Borrowing the premise of Bruce Sterlings “Maneki Neko”, “Go Between” is the story of a man who receives mysterious secret messages.  Out of curiosity, he follows the instructions contained within and brings objects to the locations designated.  All goes well until he begins noticing strange things happening at these locations, and decides to dig a little deeper.  The story escalates nicely, but seems to serve no purpose beyond the story.

Another epistolary, “Different Skies” is the story of a hopeful elderly man who buys a new stained glass window.  Thinking his view upon the world will improve, when a group of young boys start to taunt and harass him, his optimism takes a hit, however.  Not a memorable story, but another nice use of metaphor.

In “An End to Hunger”, a brilliant computer junkie takes on a website he believes offensive.  The fight will test his skills and willpower in this inconsequential story of angst and paranoia.

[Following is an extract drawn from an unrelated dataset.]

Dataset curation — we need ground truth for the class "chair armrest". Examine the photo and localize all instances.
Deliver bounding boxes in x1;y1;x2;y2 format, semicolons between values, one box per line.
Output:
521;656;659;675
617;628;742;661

“'Tis the Season” – A one-off that takes the commercialism of Christmas to new heights.  Good for a smile, but nothing more.

The only story in the collection that returns to Bas-Lag, “Jack” is the memoirs of an inmate who knew the mysterious one-armed Robin Hood from Perdido Street Station named Jack-Half-a-Prayer.  Feeling like material from the cutting room floor, those craving more from New Crobuzon will probably be disappointed by this spurious bit of material.  

As I listened to the collection on audio book instead of reading the graphic story, I cannot comment “On the Way to the Front”.

Saving the best for last, The Tain is also the longest piece in the collection.  Set in a bleak, post-apocalyptic London, the narrative switches back and forth between a loner named Sholl and an imago.  Brought into our world against their will through mirrors, imagos are creatures who resemble humans but do not consider themselves any part of our existence.  Dangerous to humans, Sholl attempts to discover why they leave him alone, and in fact, intentionally avoid him.  What he finds is not what he—or the reader—expects. 

A philosophically artistic piece, The Tain features Mieville tackling the challenge of writing an atmospheric narrative a la Mervyn Peake yet in the surreal, thought-provoking vein of Jorge Luis Borges.  In many ways a precursor to The City & the City, the dichotomy of human/imago is developed and examined in such a fashion that the reader is forced to look at both sides of perception.  Though the language is sometimes cumbersome, Mieville successfully creates a realistic vision of a London in ruin and sympathy for both Sholl and the imago as they try to come to terms with the situation they are in, the meaning behind it, and how to move on.

In the end, Looking for Jake and Other Stories is a dark, brooding, and ultimately an uneven collection given the variation of quality and sense of purpose to the pieces.  Almost entirely urban fantasy and horror, a couple of the pieces feel more like experimentation in style rather than serious efforts, while others are run of the mill genre work.  The one ‘story’ set in New Crobuzon will probably disappoint those looking for fresh material from Bas-Lag.  (“Familiar”, in fact, has a stronger Bas-Lag feel.)  A few pieces, however, are of standout quality, namely the title story, “Reports of Certain Events in London”, and The Tain.   Caveat: given the genre versatility of Mieville’s oeuvre, which stories the reader will enjoy depends on what expectations they bring to the table, killjoy fans impossible to dissatisfy.